Just a few doors away is the New Synagogue, built in l866 (Oranienburger Strasse 28-30) and designed in the Moorish style of the Alhambra in Granada, Spain. Although there was damage during Kristallnacht l938, the synagogue suffered even more severely during the war. Important objects were placed in concrete in the ceiling and some architectural fragments and remnants were recovered. Only a small section of this building remains intact and is now a museum.

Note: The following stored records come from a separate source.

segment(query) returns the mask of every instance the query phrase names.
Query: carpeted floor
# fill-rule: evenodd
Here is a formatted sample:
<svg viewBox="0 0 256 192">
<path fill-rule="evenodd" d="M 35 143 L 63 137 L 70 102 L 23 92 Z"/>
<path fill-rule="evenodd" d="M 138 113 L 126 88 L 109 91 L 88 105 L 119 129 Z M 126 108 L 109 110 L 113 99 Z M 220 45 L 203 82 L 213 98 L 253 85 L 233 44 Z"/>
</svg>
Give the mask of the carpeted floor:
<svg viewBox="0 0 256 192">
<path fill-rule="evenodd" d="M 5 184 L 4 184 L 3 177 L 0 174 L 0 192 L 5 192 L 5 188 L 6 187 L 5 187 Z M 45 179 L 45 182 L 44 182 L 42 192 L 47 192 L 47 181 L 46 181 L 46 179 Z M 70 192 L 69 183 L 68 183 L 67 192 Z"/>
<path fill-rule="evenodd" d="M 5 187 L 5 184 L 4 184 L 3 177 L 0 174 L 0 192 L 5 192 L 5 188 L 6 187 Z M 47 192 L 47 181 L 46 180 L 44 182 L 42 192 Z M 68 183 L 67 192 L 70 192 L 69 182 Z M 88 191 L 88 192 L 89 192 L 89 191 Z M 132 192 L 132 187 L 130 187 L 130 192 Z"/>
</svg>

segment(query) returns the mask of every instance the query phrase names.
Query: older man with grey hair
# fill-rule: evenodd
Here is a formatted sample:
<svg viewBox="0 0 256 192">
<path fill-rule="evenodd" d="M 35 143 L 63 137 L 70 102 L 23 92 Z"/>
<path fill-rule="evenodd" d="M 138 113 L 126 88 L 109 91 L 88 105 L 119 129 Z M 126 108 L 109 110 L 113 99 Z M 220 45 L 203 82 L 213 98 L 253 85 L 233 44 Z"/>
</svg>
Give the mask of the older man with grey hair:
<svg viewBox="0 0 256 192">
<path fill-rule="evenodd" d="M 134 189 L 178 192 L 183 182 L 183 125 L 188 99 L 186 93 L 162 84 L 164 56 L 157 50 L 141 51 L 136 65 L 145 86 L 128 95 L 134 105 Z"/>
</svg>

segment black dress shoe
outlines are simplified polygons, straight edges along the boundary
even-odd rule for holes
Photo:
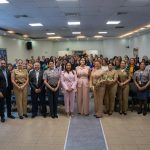
[[[122,115],[122,112],[119,112],[120,115]]]
[[[146,116],[147,115],[147,112],[146,111],[143,111],[143,116]]]
[[[58,115],[55,115],[55,118],[58,118]]]
[[[36,115],[32,115],[32,117],[31,118],[35,118],[36,117]]]
[[[138,111],[138,114],[141,114],[142,113],[142,111]]]
[[[15,117],[13,115],[9,115],[8,118],[15,119]]]
[[[5,122],[5,118],[1,118],[1,122],[4,123]]]
[[[44,118],[46,118],[46,114],[45,114],[45,115],[43,115],[43,117],[44,117]]]
[[[23,116],[19,116],[20,119],[23,119]]]
[[[127,115],[127,113],[126,113],[126,112],[123,112],[123,114],[124,114],[124,115]]]
[[[23,116],[24,116],[25,118],[28,118],[28,115],[27,115],[27,114],[23,114]]]
[[[109,115],[109,116],[111,116],[111,115],[112,115],[112,113],[108,113],[108,115]]]
[[[55,116],[52,115],[51,118],[55,119]]]

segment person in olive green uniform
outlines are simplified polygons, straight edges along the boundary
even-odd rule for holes
[[[14,93],[16,96],[17,111],[20,119],[27,116],[27,86],[28,72],[23,69],[23,61],[20,59],[17,62],[17,69],[14,69],[11,77],[14,85]]]
[[[102,69],[102,64],[100,61],[96,60],[95,68],[92,70],[90,77],[90,88],[94,93],[94,109],[95,109],[95,117],[102,118],[103,117],[103,99],[105,94],[105,84],[104,84],[104,74],[105,71]]]
[[[125,61],[121,61],[120,69],[118,70],[118,99],[120,106],[120,114],[127,114],[128,109],[128,97],[129,97],[129,82],[131,80],[130,75],[126,71]]]
[[[113,69],[113,64],[109,63],[108,71],[106,71],[106,91],[104,97],[104,104],[106,108],[106,113],[112,115],[114,111],[115,98],[117,92],[117,71]]]

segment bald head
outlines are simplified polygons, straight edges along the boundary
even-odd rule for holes
[[[41,65],[39,62],[34,63],[34,69],[35,70],[40,70],[40,67],[41,67]]]

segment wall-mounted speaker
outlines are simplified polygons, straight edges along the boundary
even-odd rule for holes
[[[26,42],[26,48],[27,48],[27,50],[31,50],[32,49],[32,42]]]

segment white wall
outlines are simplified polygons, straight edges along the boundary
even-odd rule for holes
[[[7,49],[8,61],[14,62],[15,58],[26,59],[31,56],[57,56],[58,51],[66,50],[98,50],[99,54],[112,58],[113,56],[133,56],[133,48],[139,49],[139,56],[146,55],[150,58],[150,34],[131,39],[107,39],[103,41],[32,41],[33,50],[26,50],[26,41],[0,37],[0,48]],[[129,46],[130,48],[126,48]]]

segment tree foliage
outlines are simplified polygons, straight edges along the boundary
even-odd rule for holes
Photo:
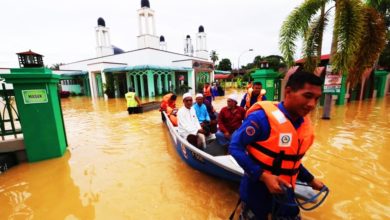
[[[210,59],[213,61],[213,64],[215,65],[215,62],[219,60],[218,54],[215,50],[212,50],[210,53]]]
[[[223,58],[218,64],[219,70],[230,71],[232,70],[232,63],[228,58]]]
[[[388,1],[375,2],[382,4]],[[364,67],[372,67],[378,59],[386,33],[383,17],[378,16],[377,10],[363,4],[362,0],[305,0],[283,23],[280,50],[287,65],[294,65],[295,42],[298,37],[303,38],[304,68],[313,71],[320,60],[322,36],[329,12],[333,9],[335,18],[330,61],[335,72],[348,73],[348,81],[355,83]]]

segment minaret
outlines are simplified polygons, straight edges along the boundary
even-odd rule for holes
[[[165,42],[165,37],[160,36],[160,50],[167,50],[167,42]]]
[[[96,56],[102,57],[114,54],[110,40],[110,29],[106,27],[103,18],[98,19],[98,26],[95,27],[96,34]]]
[[[204,59],[209,58],[209,52],[207,51],[206,33],[204,27],[199,26],[198,33],[196,34],[196,56]]]
[[[148,0],[141,0],[141,9],[138,10],[138,26],[138,49],[146,47],[158,49],[159,38],[156,36],[154,11],[150,9]]]
[[[186,39],[184,40],[184,54],[187,56],[194,55],[194,47],[192,46],[190,35],[187,35]]]

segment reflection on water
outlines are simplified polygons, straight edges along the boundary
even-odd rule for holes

Outside, looking up at this mammoth edifice, there’s a dominant Star of David on the large dome, placed there in l99l. One the same street there’s a Jewish bookstore and a bagel café. The ad says, “forget everything you think when you hear the word exhibition’. Thinking that I’ll walk through this exhibit in half an hour, “The Story of Berlin” captures my attention for several hours. I’ve been on the seven levels of this extraordinary show in a bank-turned-museum. It’s a time tunnel and concentrates heavily on the Dark Chapters, the Cold War and The Undivided Sky. The show is on exhibit for the next three years (Kurfurstendamm 207-208. Open daily from l0AM to 8PM. Tel. 01805 99 20 10. Admission DM16).

On Bebeplatz, there’s a glass panel set in the middle of the Plaza. I look down into this “window” and suddenly, unexpectedly, see empty bookcases. This is where the books of Jewish writers, publishers and scientists were burned. The impact of this brilliantly conceived memorial by Micha Ullman, is haunting.

The climax of this visit is the Jewish Museum (Lindenstrasse 9-14, Tel 030 259 93 419). Designed by Polish born Daniel Libeskind, (who, coincidently, is married to Stephen Lewis’ sister) it’s shaped like a broken Star of David. Although the building was only recently opened, hundreds of thousands visitors have already been to see this incredible symbol destined to become the most talked about new structure in Berlin. “The purpose of the museum is both to depict and research the history of Jewish life in Berlin and throughout Germany “. I read this off a publicity pamphlet.

The only entrance is through the Berlin Museum, which takes the visitor into the Jewish Museum’s basement. The l0,000 square metres does have a ground level, two more storeys plus offices on the third floor. The flow is disorienting, causing a sense of confusion, which is what Libeskind wanted. A black slate floor speaks to that sense. The titled ceiling feels as though it’s coming down and the floor is rising. Windows are just slashes. In the Holocaust Tower, the outside traffic sounds are so close as though to say that the world was so near and watching and doing nothing. A shaft of light comes through a small opening of the 27 metre high room, which relates to the cattle cars transporting the Jews. In the E.T.A. Hoffman Garden, the angles and pillars between which only one person can walk make the visitor lose touch with others.

The Canadian Jewish poet Leonard Cohen’s words seem so apt. “Forget your perfect offering. There’s a crack in everything. That’s how the light gets in.”